Regionale Filme in Braunschweig: Wie gefangen in Niedersachsen
Beim Filmfest Braunschweig laufen regionale Filme in der Kategorie „Heimspiel“. Da wird die Badewanne der letzte Rückzugsort und der Wald die einzige Zuflucht.
BREMEN taz | Manchmal ist der englische Filmtitel passender als das Original. Bei „Morgen“, der auf dem Filmfest Braunschweig in der Kategorie „Heimspiel“ läuft, ist das so. Während „Morgen“ für alles oder nichts stehen kann, lässt „Swansong“, also „Schwanengesang“ erahnen, dass hier was zu Ende geht.
Der Film spielt im fiktiven Ort Mühlberg, der abgerissen wird, um dem Braunkohle-Tagebau Platz zu machen. Die meisten Bewohner haben sich schon umsiedeln lassen und die, die noch geblieben sind, leben in einer Art Zwischenzeit, in der alte Konflikte aufbrechen.
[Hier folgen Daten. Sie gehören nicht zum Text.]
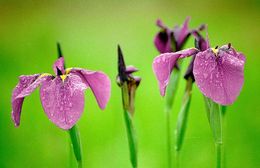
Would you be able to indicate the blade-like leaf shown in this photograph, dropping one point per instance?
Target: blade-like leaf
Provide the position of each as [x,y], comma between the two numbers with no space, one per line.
[173,86]
[76,144]
[132,141]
In fünf Episoden geht es darum, wie die Menschen mit dem Verlust ihres Ortes umgehen. Da ist eine Frau auf dem Weg nach Mühlberg, um ihrer Mutter, die sie zehn Jahre nicht gesehen hat, beim Ausräumen des Hauses zu helfen. Ein Vater, dessen Sohn vor kurzem bei einem Autounfall starb, muss damit umgehen, dass dessen Grab umgesetzt wird. Ein bettlägeriger alter Mann stirbt und seine Schwiegertochter muss während der Totenwache ihr kompliziertes Verhältnis zu ihm verarbeiten. Einer jungen Frau fällt es schwer zu akzeptieren, dass ihre Zwillingsschwester besser loslassen kann als sie selbst und für eine andere Frau ist die Badewanne das letzte Rückzugsgebiet.
Als Kollektiv produziert
Es sind weniger Geschichten als Impressionen. Und überzeugender als die Drehbücher ist aber die schwermütige Stimmung eines beinahe menschenleeren Ortes. Einfangen wurde diese Stimmung bei den Dreharbeiten in Bodenburg bei Hildesheim.
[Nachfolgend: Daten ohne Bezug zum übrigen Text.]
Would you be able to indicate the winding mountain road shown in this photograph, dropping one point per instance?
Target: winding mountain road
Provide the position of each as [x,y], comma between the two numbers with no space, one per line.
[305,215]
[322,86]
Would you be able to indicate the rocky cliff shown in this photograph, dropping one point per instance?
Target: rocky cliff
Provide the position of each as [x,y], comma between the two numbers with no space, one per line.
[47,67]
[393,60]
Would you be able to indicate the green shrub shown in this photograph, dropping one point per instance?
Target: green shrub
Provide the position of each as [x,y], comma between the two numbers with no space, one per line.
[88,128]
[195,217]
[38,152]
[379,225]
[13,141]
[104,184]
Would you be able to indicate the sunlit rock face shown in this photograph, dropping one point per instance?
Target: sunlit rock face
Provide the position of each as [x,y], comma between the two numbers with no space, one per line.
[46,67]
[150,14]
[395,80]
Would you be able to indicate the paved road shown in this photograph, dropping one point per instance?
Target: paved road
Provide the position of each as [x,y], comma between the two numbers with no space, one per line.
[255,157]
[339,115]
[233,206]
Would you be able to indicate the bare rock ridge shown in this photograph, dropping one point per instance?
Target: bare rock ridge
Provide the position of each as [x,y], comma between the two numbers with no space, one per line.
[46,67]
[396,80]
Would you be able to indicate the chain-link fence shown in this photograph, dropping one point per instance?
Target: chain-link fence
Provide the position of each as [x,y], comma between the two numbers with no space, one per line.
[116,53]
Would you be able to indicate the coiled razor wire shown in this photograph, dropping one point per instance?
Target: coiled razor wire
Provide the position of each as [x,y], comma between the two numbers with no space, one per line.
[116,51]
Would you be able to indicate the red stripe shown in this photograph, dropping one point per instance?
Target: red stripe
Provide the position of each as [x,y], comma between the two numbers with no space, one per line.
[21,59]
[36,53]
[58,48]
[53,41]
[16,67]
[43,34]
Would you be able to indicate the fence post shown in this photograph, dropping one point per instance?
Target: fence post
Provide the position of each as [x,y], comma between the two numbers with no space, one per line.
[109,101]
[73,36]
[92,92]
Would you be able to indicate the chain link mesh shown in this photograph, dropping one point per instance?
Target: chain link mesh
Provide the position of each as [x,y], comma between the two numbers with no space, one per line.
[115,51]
Das Besondere an „Morgen“ ist aber, dass Hildesheimer Filmbegeisterte den Film als Kollektiv produziert haben. Jede der fünf etwa 20 Minuten langen Episoden hat andere AutorInnen und RegisseurInnen. Finanziert wurde der Film mithilfe einer Crowdfunding-Kampagne, die im vergangenen Jahr etwas über 5.000 Euro einbrachte.
Dass mit diesem extrem geringen Budget tatsächlich ein Film gedreht werden konnte, liegt daran, dass das Filmteam überwiegend aus Studierenden und Alumni des Kulturcampus der Stiftung Universität Hildesheim besteht.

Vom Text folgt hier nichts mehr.